Mrs. Henry F. Bass is chairman of the association, called “the Caddo Golden Jubilee Association” and with her are working the several committees from lodges, churches, schools, and civic clubs.
It was in 1893 that the Curtis Bill was passed by Congress. By its terms towns and cities might incorporate and citizens of non-Indian blood could acquire property upon which they had made improvements in the town. This bill also provided for the allotment of lands to each Indian citizen and to wind up the affairs of the Indians.
By incorporating, towns could become self-governing, being controlled by the Arkansas code of laws in force at the time.
A mayor and town council was chosen, laws were enacted to regulate such doings as fighting, the running at large of cattle, sheep and hogs, gambling, and taxing property for schools and other public purposes.
Caddo was a pretty good town 27 years before incorporation because of its lands. The M, K and T railway stopped at Caddo in the year 1870 and did not complete building into Denison until two years later. During those years Caddo was the shipping point by wagons to Sherman, Bonham, Ft. Sill, Paris, and Gainesville.
Great wagon trains carried the goods from the north to Ft. Sill and western Indian tribes on the reservation. Much of this history is being prepared for preservation for future generations.
Plans for the Caddo Golden Jubilee are being perfected. Hon. Charles E. McPherren of Durant _____ (line is unreadable) the first mayor of Caddo having been chosen in November 1898. He has been invited to make two addresses during the celebration. In fact, McPherren is the only living member of that first town government and his presence is an event in itself.
By peculiar coincidence the present mayor, or town justice, G. A. Crossett, was an early arrival in Caddo a few months after incorporation and he read some law in the office of McPherren. Crossett doggedly has stayed with his first love; was then and is now editor of The Caddo Herald, the second oldest newspaper in Oklahoma.

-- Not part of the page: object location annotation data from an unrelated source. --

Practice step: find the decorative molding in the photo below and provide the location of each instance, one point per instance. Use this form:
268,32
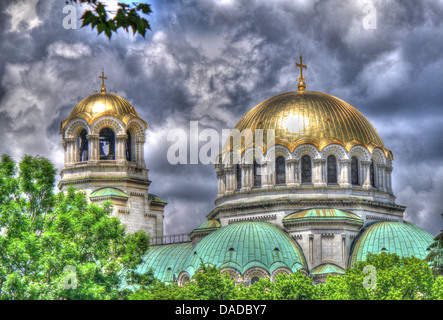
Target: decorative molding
269,217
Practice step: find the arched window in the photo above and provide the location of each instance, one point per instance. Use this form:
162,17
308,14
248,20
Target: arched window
238,173
306,169
83,146
332,169
372,173
257,174
354,172
280,170
107,144
129,148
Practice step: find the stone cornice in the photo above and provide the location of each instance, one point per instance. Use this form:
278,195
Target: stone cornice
302,203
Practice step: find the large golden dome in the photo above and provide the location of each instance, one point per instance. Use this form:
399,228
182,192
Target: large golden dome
301,117
102,104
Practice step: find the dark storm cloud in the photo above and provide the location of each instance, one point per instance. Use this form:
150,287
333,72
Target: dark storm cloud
212,61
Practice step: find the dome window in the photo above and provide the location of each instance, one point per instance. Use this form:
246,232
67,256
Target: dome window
238,174
257,174
107,144
306,169
332,169
280,170
83,146
354,172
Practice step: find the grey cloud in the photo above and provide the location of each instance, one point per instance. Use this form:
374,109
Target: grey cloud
212,63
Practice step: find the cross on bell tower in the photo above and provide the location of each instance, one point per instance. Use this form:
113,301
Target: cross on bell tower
103,90
301,80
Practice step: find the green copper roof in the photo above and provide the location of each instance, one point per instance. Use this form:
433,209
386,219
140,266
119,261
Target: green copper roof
108,192
327,268
153,197
322,213
404,239
165,260
244,245
210,224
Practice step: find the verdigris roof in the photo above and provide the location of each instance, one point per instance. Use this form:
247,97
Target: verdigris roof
403,239
327,268
153,197
244,245
322,213
210,224
165,260
108,192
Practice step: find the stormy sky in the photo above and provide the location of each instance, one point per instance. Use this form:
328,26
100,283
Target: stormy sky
211,61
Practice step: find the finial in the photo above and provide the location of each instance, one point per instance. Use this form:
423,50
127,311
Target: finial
301,80
103,90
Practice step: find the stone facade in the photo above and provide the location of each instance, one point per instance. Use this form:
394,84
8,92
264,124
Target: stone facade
88,168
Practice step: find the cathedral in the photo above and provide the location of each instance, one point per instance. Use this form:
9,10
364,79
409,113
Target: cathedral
317,198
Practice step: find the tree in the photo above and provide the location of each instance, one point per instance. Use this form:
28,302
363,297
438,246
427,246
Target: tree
60,246
127,16
208,283
435,256
406,278
296,286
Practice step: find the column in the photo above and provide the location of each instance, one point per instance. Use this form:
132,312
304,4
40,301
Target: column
291,165
245,180
140,146
221,183
388,179
365,167
345,173
319,173
93,148
120,150
70,151
230,179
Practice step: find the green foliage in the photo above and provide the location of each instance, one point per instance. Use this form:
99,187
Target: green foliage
285,287
206,284
396,279
435,256
127,16
51,242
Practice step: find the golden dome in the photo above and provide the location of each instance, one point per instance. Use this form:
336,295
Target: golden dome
102,104
301,117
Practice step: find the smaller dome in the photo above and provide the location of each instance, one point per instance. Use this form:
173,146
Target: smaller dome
245,245
322,213
403,239
166,261
327,268
102,104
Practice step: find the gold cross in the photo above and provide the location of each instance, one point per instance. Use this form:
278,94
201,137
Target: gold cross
103,81
301,65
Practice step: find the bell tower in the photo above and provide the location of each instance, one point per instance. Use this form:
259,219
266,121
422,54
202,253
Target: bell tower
103,140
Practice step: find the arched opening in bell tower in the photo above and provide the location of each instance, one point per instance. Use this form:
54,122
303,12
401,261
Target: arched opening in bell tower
107,144
83,146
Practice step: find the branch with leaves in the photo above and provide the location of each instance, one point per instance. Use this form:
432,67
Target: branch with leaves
126,16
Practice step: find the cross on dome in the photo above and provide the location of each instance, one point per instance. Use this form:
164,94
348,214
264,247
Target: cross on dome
103,90
301,83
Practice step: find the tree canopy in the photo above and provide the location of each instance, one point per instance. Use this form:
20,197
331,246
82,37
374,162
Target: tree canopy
125,17
396,278
60,246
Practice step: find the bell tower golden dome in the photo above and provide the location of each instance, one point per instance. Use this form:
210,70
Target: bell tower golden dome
104,138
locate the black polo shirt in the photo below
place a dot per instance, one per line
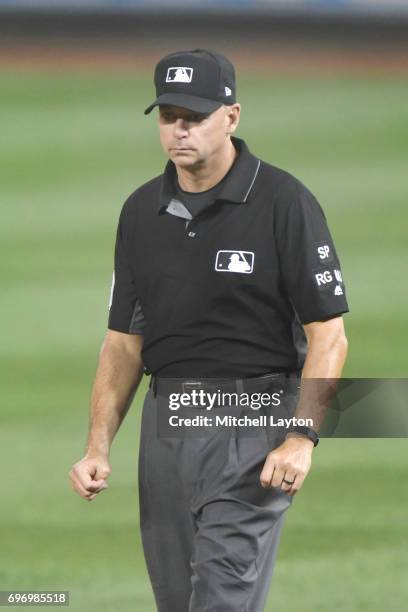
(223, 293)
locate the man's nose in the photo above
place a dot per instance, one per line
(180, 127)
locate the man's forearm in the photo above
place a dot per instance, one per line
(118, 375)
(323, 367)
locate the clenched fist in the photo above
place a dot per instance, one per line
(88, 476)
(288, 465)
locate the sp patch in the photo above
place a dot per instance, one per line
(324, 252)
(235, 261)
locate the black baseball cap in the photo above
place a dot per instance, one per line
(199, 80)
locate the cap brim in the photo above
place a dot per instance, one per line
(194, 103)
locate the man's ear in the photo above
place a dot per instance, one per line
(233, 115)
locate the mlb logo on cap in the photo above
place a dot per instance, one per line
(179, 74)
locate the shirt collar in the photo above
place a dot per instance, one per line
(236, 187)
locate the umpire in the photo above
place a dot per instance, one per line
(226, 278)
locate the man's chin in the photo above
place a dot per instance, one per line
(185, 159)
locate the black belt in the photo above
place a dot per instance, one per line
(165, 386)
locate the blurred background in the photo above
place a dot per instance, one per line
(323, 85)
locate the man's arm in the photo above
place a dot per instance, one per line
(326, 354)
(118, 375)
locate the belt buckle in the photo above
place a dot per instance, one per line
(190, 386)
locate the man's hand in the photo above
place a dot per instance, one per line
(290, 462)
(88, 476)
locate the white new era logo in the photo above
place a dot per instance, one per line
(235, 261)
(179, 74)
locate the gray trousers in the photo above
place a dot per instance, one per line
(210, 531)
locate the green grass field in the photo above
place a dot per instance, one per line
(72, 148)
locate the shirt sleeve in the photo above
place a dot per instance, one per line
(310, 267)
(125, 313)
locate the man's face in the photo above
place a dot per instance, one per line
(190, 139)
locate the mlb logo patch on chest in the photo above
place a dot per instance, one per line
(235, 261)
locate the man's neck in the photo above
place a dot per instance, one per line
(203, 178)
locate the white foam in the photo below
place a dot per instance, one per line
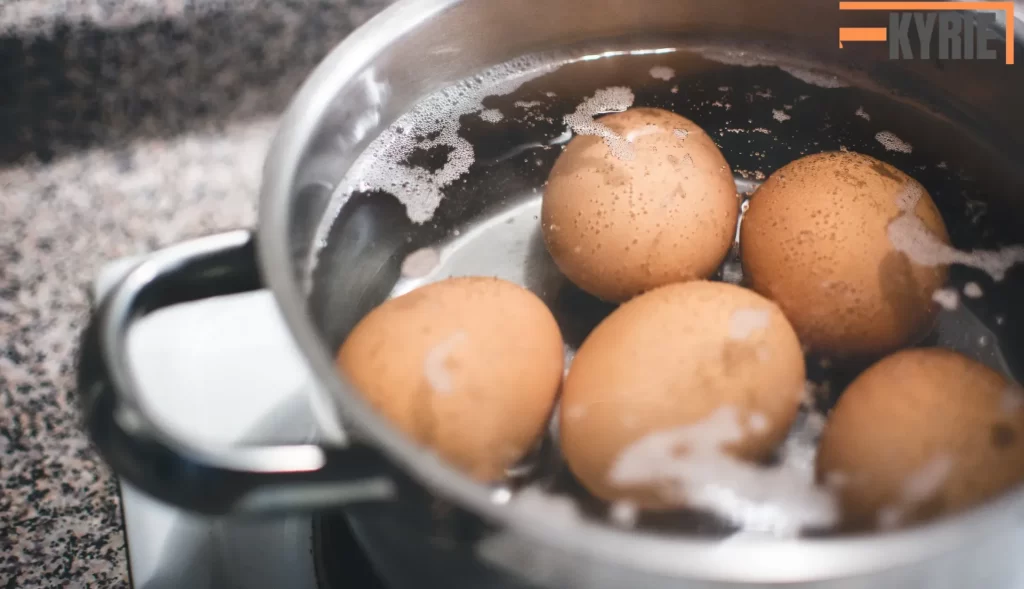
(758, 58)
(891, 142)
(947, 298)
(919, 488)
(663, 73)
(420, 263)
(555, 508)
(382, 166)
(613, 99)
(973, 290)
(909, 236)
(624, 513)
(744, 322)
(492, 115)
(758, 422)
(434, 370)
(1013, 398)
(688, 465)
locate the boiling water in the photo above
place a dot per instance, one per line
(455, 187)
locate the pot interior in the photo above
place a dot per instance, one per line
(764, 79)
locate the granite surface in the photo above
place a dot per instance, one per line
(125, 125)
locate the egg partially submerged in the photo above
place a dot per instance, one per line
(816, 240)
(469, 367)
(921, 433)
(689, 369)
(646, 201)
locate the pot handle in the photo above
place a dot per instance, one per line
(257, 479)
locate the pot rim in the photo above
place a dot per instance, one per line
(804, 559)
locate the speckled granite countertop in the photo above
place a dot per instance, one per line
(125, 125)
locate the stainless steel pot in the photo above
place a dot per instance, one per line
(421, 519)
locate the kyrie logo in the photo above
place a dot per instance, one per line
(964, 30)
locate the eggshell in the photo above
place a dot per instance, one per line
(621, 226)
(469, 367)
(921, 433)
(672, 358)
(815, 241)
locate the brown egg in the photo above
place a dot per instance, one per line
(670, 359)
(621, 226)
(815, 241)
(468, 366)
(922, 433)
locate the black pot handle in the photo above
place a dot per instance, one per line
(222, 480)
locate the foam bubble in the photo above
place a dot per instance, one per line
(744, 322)
(758, 58)
(492, 115)
(920, 487)
(663, 73)
(554, 508)
(947, 298)
(434, 369)
(613, 99)
(891, 142)
(778, 500)
(434, 123)
(420, 263)
(909, 236)
(624, 513)
(1013, 398)
(973, 290)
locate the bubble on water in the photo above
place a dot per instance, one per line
(744, 322)
(814, 78)
(613, 99)
(501, 495)
(663, 73)
(909, 236)
(624, 513)
(435, 368)
(553, 507)
(434, 122)
(919, 488)
(973, 290)
(891, 142)
(758, 422)
(688, 466)
(946, 298)
(420, 263)
(1013, 398)
(492, 115)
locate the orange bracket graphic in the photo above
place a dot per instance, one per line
(881, 34)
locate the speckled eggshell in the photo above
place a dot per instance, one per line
(815, 241)
(671, 358)
(469, 367)
(921, 433)
(617, 227)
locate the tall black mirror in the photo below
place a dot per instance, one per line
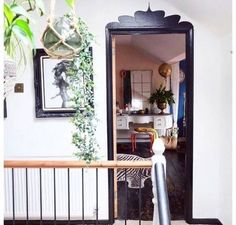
(146, 53)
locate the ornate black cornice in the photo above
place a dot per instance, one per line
(149, 18)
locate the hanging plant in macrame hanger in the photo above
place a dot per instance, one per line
(61, 38)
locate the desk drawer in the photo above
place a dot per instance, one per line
(122, 123)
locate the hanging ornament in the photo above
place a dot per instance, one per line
(9, 75)
(61, 38)
(165, 70)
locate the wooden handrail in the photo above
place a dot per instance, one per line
(75, 164)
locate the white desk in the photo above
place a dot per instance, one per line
(160, 122)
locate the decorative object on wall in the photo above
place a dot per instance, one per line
(165, 70)
(62, 38)
(52, 94)
(162, 97)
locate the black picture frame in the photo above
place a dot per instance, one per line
(45, 89)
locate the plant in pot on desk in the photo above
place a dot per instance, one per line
(162, 97)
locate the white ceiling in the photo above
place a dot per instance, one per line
(169, 48)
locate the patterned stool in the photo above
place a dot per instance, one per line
(133, 138)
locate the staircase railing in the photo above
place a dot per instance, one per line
(160, 200)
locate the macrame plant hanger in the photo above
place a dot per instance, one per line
(61, 38)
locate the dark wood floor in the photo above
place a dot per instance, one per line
(175, 185)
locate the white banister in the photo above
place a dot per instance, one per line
(161, 214)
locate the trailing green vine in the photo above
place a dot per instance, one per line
(81, 84)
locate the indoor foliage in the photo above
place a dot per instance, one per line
(18, 35)
(82, 85)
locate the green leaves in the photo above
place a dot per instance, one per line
(18, 36)
(84, 120)
(70, 3)
(161, 95)
(19, 10)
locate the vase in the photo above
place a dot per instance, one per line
(10, 69)
(161, 106)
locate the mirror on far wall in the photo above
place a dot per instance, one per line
(135, 89)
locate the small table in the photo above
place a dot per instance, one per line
(133, 139)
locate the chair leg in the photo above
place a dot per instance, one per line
(133, 142)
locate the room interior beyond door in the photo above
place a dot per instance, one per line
(138, 65)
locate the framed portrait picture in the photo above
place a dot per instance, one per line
(52, 93)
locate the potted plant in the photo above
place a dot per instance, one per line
(162, 97)
(18, 37)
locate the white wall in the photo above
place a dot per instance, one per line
(226, 130)
(27, 136)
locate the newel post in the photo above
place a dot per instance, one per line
(161, 214)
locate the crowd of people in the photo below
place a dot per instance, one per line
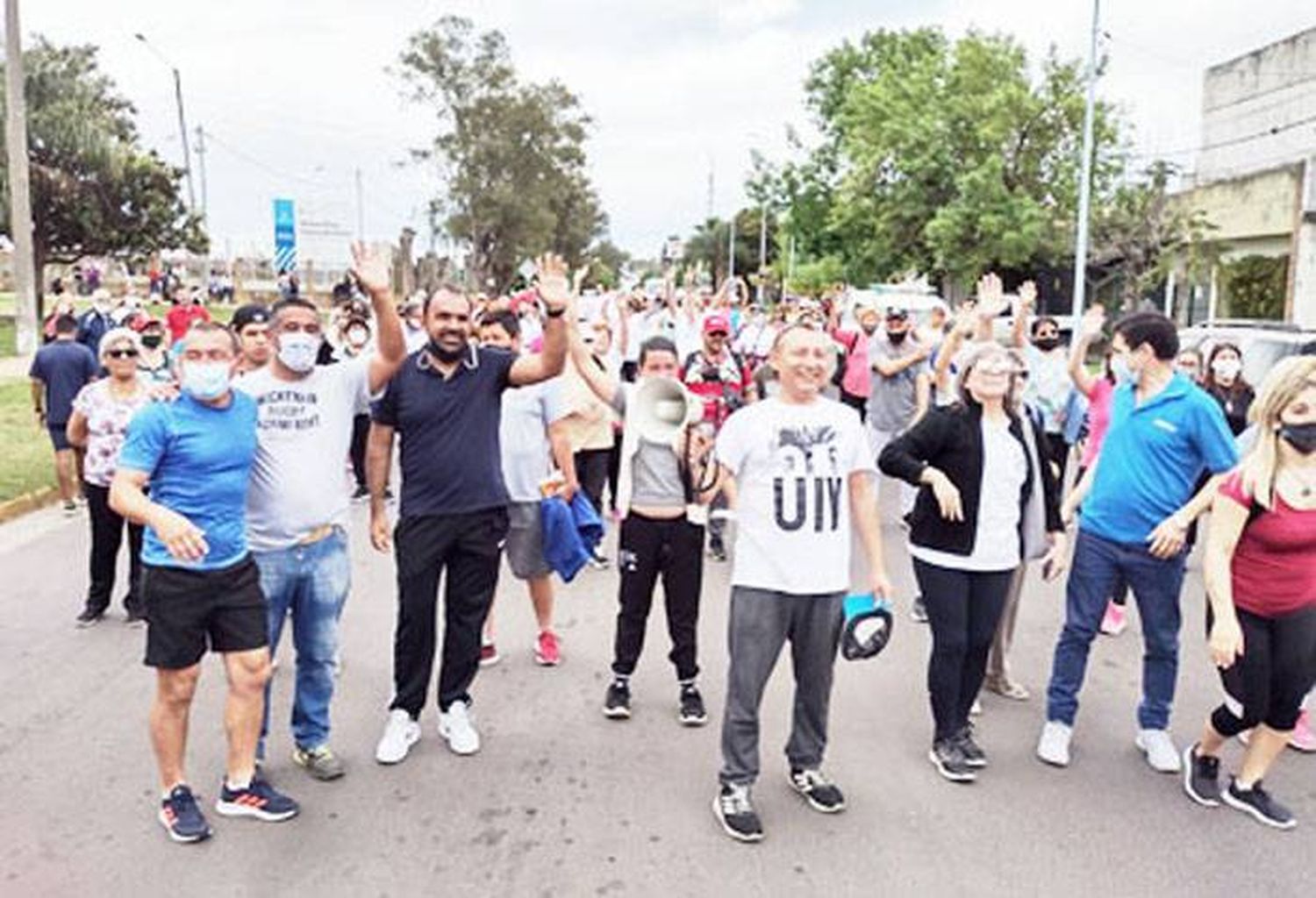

Caddo Odd Fellows Lodge is Number One in Oklahoma.
Caddo Masonic Lodge was established in 1873 and will celebrate its 75th anniversary this year in the Jubilee.
Historical pageants and colorful parades are planned for this Jubilee; committees are working now on historical data. Many displays will be made of relics of ye olden times now in disuse, having been discarded for modern ideas.
Alumni of Caddo schools are working hard to locate all former students of the school which has graduated 740 pupils during its lifetime. Prior to 1898 town school was a private affair, but under incorporation a school building was erected and paid for by bonds issued at the time. Teachers were paid by local taxes. No such things as state or Federal aid.
Data of other activities of that era is being gathered, lest it be lost beyond recall.
Mr. Broadhead, superintendent of the schools, is heading teacher activity, while Jake Edwards is directing the alumni.